# Problems with my soaps



## Annmarie0407 (Aug 28, 2008)

I have been making soap for about 2 months now. 
Up until now...I thought I had the hang of it...until last night when I unwrapped my mold of GFCF (gluten Free casein free)Lavender Soap.

 I took a pic of the soap and placed it to a bar of the same type of soap I made last week. They BOTH have the same exact ingredients
Olive oil, Coconut oil, Palm oil, lavnder essential oils. The white soap is what it is suppose to look like. The ruined soap is the yellow one.

Also, does anyone know how I am suppose to trim and shine my soaps? I heard that soem people do this.

Someone please help. I have no idea what went wrong...

The first pic are the GM soaps I have made so far













[/url]




[/url]


----------



## digit (Aug 29, 2008)

Your soaps look fabulous!!!! 

As for the two identical but different ones, did one gel and one not? Did you use the same brand/lot number/supplier of the same ingredients?

Folks use different things to clean up their bars. A vegatable peeler is quite popular. 

Digit


----------



## Annmarie0407 (Aug 29, 2008)

Thank you Digit

I am a bit confused on te contraption you showed me to shape my soaps. I have never seen one(since I am so new to all of this)....

How is it used?  Do I put in 1 soap at a time?

In regards to my soaps...I used the SAME ingredients from the same vendor.  Is it possible that my oils and lye were too hot during the tracing? Ahhhh...I know another thing I did difffertly.....

I DOUBLED my recipe(have never done that before)...so I can make 2 batches of the same soap in one shot. I also noticed tha it took a LONG time for the temp of my lye mixture and my oils to cool down....thats when I got a bit impatient and started mixing(I think they were at 125 degrees)....

Could something like that make a difference?

Annmarie


----------



## digit (Aug 29, 2008)

Hmmmm.....double and then tripple check your math for the doubling. Run the doubled batch through a lye calcutor. Just to be certain. 

Have you checked to see if your scales are accurate? They can be bumped or dropped and get out of whack.

Heat can affect your results, hence the question of whether one gelled and one did not. If you had twice as much oils than before, yes, it would take a bit longer for the mixture to cool down. I generally soap room temp or very cool. Sorry I am not a whole lot of help here. 

Digit


----------



## Annmarie0407 (Aug 29, 2008)

OH CRAP!!!!!  I did not run anything through the cal. I JUST doubled EVERYTHING.....even the LYE....

What was I thinking? I am now sure that is why this happened.


----------



## Martin (Aug 29, 2008)

Hey now you know like me what happens when you just double everything.
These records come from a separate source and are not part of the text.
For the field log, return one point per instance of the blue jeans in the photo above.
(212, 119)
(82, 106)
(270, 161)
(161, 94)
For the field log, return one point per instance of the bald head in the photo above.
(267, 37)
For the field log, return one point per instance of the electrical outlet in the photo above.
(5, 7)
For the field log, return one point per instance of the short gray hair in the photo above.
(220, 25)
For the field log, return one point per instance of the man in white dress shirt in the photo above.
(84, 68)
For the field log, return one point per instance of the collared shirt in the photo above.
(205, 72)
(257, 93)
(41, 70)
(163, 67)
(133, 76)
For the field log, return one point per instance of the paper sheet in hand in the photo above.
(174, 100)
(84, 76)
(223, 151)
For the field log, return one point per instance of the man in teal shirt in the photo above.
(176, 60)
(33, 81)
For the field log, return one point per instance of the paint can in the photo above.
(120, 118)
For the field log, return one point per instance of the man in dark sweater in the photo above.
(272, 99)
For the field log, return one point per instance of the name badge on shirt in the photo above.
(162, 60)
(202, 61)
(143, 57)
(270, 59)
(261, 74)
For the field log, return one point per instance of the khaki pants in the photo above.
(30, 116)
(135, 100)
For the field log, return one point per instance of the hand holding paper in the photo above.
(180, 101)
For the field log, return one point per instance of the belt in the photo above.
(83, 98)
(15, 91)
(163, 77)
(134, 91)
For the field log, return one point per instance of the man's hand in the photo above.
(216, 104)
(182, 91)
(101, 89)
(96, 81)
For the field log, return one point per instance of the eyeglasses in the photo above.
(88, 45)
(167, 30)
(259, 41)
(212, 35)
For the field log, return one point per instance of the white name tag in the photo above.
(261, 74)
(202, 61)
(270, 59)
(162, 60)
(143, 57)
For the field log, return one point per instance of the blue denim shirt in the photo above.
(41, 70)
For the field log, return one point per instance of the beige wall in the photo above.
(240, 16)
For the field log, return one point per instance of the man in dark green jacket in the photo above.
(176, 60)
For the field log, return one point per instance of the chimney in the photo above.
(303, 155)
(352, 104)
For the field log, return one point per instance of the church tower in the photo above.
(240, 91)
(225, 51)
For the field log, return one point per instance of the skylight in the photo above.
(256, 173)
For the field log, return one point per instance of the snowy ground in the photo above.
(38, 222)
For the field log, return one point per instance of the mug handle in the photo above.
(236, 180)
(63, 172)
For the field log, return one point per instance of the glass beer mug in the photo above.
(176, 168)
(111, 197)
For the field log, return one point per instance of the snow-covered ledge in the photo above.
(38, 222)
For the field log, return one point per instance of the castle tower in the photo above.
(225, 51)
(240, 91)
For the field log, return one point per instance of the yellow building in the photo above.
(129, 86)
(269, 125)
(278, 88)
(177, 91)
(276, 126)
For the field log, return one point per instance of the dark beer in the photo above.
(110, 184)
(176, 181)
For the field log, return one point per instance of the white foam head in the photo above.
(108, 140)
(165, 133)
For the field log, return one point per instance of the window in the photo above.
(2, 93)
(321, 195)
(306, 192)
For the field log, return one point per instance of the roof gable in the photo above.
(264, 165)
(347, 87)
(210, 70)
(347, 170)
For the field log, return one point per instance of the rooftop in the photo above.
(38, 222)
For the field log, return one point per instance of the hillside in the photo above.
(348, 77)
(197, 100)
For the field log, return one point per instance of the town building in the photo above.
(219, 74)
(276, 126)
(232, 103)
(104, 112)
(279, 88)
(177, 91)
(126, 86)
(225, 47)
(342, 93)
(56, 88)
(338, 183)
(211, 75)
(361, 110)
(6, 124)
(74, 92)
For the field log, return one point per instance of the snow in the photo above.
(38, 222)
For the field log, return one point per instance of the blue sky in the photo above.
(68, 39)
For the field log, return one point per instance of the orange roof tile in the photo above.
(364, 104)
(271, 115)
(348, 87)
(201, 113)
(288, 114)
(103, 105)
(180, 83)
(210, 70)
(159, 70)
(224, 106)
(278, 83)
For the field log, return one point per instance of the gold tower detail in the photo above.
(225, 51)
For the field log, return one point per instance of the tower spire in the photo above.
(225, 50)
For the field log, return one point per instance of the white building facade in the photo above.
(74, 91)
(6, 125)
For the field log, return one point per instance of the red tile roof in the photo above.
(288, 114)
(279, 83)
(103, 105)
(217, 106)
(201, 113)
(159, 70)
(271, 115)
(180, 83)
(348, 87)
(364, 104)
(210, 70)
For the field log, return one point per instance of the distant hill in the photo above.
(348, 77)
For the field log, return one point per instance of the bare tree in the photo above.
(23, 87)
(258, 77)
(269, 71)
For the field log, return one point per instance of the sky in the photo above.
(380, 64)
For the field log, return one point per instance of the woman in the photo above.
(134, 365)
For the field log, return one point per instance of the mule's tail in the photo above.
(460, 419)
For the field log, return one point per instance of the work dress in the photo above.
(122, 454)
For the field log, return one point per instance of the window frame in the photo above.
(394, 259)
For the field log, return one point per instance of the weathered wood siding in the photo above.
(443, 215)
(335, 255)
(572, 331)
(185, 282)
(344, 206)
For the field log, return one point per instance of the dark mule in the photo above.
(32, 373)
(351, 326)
I found out soap recipes are not like cooking recipes   So now before I even pull out my pots, I run my recipes thru soapcal.

Sonja


----------



## jettibo (Aug 29, 2008)

Martin said:
			
		

> Hey now you know like me what happens when you just double everything. I found out soap recipes are not like cooking recipes   So now before I even pull out my pots, I run my recipes thru soapcal.
> 
> Sonja



Even some cooking recipes can't be doubled, specifically baking.


----------



## Annmarie0407 (Aug 29, 2008)

Oh yea...I am learning my lessons along the way.


----------



## Annmarie0407 (Aug 30, 2008)

Ok, so I went to look at the funky looking soap again last night and saw a white power all over it. Is this because the lye was doubled and there is too much lye in the formula?

Does this mean I should just put this batch in the trash?


----------



## spotts71 (Aug 31, 2008)

White powdery stuff on top is soap ash. Did you tongue test it?


----------



## Annmarie0407 (Aug 31, 2008)

Tongue test? I do not know what a tongue test is?


----------



## pepperi27 (Aug 31, 2008)

I like the way your soaps came out!


----------



## Becky (Sep 1, 2008)

Don't panic!!   It could just be ash! Tounge testing is putting the tip of your tounge to the bar of soap to see if it zaps you. If the bar is lye heavy, it will feel the kind of zap a 9-volt battery gives. 

Your bars look great!


----------



## Annmarie0407 (Sep 1, 2008)

Thank you so much. Its funny...I am sooo critical of my soaps




			
				pepperi27 said:
			
		

> I like the way your soaps came out!


----------



## Annmarie0407 (Sep 1, 2008)

Becky

Are you kidding? I am peeing my pants right now thinking about getting zapped by my soap. Hmmm...on second thought...I am gonna ask my husband to do it for me.  

So, should I just trash it...or can I do something with it? I am clueless


----------



## digit (Sep 2, 2008)

So.........where are you at with this batch? Never trash anything until you are certain it is trashed.   

Digit


----------



## Annmarie0407 (Sep 3, 2008)

Digit

I am tooooo scared to put my tongue on the soap .....I do not want to get zapped......


----------



## zajanatural (Sep 7, 2008)

I am going to guess and say one batch gelled and the other did not.  Why? Because you stated that you did not wait for your oils and lye to cool down before soaping, which would definitely make a soap gel a bit faster. There is nothing wrong with the soap as long as everything is done correctly. It should be fine.  This is the world of soaping, sometimes batches with identical ingredients do not always come out identical.


----------



## JumpinKaren (Sep 19, 2008)

The tongue test isn't bad! I swear!

I did make my boyfriend tongue test my soaps for a couple months there... But now I can confidently lick my own soap!   

-Karen


----------